By Kelly Youngblood
More than 100 measles cases have been confirmed this year, most of them linked to an outbreak at Disneyland in California. And a recent report of five measles cases involving infants at a day care in a Chicago suburb hits even closer to home.
Many parents in the Champaign-Urbana area may be wondering if their child is at risk. The answer is, if they’ve been vaccinated — they are pretty safe.
But what if they are too young to receive the vaccine, or are immuno-compromised?
Although there have been no official recommendations for parents to keep their unvaccinated children at home, Daniel Bronson-Lowe, an Infection Preventionist at Carle Foundation Hospital, said in light of the recent spread of the disease, “It’s a decision that parents have to make for themselves depending on what’s going on in their area.”
“Don’t take them somewhere where people are sick. If there are outbreaks in your daycare facility, (taking your child there) would be something to reconsider,” he said.
The American Academy of Pediatrics (AAP), the Centers for Disease Control and Prevention, and the American Academy of Family Physicians recommend all children get two doses of MMR vaccine, starting with the first dose at 12 through 15 months of age, and the second dose at 4 through 6 years of age. Children can receive the second dose earlier as long as it is at least 28 days after the first dose.
There are no booster shots for measles.

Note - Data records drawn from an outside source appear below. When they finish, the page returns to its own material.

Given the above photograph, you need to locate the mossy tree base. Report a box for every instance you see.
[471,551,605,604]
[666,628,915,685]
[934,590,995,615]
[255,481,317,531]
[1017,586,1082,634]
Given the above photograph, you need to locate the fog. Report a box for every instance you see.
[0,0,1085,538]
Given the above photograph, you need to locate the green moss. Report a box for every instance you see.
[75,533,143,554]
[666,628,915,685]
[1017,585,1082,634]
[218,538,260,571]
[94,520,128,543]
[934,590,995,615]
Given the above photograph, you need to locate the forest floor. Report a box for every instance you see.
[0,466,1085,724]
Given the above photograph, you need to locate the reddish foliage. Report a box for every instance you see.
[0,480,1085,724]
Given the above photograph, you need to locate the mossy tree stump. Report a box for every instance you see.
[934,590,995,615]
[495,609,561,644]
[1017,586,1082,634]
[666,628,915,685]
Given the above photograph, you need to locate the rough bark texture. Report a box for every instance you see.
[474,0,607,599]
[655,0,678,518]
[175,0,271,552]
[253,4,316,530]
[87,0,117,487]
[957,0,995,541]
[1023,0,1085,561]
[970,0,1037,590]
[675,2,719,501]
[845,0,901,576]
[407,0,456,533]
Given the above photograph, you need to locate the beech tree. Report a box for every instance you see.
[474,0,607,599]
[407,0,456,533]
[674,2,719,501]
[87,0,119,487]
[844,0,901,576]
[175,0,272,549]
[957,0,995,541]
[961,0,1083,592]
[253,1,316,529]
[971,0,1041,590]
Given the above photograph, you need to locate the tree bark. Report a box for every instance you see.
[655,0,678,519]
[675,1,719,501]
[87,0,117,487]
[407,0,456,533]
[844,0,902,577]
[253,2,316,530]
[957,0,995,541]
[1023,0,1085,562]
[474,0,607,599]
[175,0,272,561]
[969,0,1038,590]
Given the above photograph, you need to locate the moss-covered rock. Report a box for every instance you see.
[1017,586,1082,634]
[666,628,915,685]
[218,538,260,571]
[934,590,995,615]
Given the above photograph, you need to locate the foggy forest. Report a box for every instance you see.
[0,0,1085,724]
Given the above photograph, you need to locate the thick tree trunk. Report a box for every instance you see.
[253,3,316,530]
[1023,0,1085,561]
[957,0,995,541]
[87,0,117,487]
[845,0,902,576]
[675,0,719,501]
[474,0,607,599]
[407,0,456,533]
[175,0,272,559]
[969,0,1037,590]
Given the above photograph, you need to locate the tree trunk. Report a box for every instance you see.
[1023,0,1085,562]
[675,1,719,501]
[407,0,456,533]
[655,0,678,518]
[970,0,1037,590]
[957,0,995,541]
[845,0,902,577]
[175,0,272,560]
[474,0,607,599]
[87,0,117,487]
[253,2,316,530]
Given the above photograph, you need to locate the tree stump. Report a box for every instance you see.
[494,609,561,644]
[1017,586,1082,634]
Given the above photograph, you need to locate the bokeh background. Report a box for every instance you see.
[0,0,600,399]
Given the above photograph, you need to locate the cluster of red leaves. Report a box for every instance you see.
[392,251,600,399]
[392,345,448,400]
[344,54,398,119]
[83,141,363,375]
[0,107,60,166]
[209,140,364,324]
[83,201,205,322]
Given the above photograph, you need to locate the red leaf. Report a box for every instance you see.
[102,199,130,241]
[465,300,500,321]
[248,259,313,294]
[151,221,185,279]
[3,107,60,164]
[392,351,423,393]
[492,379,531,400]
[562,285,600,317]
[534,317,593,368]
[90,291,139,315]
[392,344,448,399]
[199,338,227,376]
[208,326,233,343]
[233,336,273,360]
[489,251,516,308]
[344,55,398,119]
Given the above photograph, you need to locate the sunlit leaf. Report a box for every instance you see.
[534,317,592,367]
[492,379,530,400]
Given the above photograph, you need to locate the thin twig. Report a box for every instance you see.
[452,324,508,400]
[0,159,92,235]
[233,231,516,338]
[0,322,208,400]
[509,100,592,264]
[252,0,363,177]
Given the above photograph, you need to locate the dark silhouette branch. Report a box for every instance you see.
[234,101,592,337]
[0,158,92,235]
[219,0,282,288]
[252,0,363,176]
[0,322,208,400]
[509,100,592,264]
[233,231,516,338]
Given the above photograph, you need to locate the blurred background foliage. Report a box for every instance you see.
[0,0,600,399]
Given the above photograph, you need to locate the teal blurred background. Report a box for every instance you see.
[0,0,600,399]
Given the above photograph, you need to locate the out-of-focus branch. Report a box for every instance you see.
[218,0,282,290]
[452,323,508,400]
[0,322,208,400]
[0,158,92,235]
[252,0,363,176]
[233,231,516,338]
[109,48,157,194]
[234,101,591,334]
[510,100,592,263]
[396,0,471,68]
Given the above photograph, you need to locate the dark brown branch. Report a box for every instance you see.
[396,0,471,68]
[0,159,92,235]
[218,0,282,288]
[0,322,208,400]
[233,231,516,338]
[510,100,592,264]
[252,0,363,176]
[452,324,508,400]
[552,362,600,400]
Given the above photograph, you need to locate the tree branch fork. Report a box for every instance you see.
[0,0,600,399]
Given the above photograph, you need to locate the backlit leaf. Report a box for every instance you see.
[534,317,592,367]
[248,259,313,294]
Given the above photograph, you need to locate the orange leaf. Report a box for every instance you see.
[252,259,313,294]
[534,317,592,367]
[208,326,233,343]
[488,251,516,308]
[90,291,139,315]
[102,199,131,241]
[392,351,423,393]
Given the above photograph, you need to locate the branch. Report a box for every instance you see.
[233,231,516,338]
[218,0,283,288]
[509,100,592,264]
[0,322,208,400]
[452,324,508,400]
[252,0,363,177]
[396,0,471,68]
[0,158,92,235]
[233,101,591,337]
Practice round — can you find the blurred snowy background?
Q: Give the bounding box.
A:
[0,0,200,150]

The MMR vaccine is a two-dose series — the second dose is given to try to protect anyone who didn’t become immune the first time.
It might also comfort parents to know that according to Illinois State Board of Education records for 2013-14, 98.3 percent of students in both public and non-public schools in Illinois received the MMR vaccine.
If you’re wondering whether your child’s classmates have been vaccinated, here’s information for Champaign County schools in this table Immunization_13-14. This list only refers to the measles vaccine. Please note that we’ve picked out as many Champaign County schools as we could identify, some private schools have similar names and were not identified by location on the state list. If your school is not on the list, check out the list that breaks down the measles immunization status of students at each school in the state.
Bronson-Lowe said Friday the measles vaccine or MMR is one of the “best vaccines that we have.” It’s 95 percent effective with one dose and 98 percent effective with two doses.
Adults who do not have evidence of immunity against measles should get at least one dose of MMR vaccine. The CDC says one vaccination is enough for an adult who is not at-risk (ie. not a college student, health care personnel, or international traveler.)
Bronson-Lowe said infants 6 months or older can receive the vaccine but it’s not considered a valid dose. Parents would still have to follow the recommended schedule and get another shot at 12 months of age and then a third vaccine between the ages of 4-6 to be fully protected from the disease.
Children under six months of age cannot receive the vaccine. However, Bronson-Lowe said moms who are immune pass on those antibodies to their infants, which largely protects them from the disease for the first several months of their life.
Measles was “eradicated” in the U.S. in 2000 but the virus has been on the uptick over the last couple of years. There were over 600 cases of measles in the U.S. in 2014.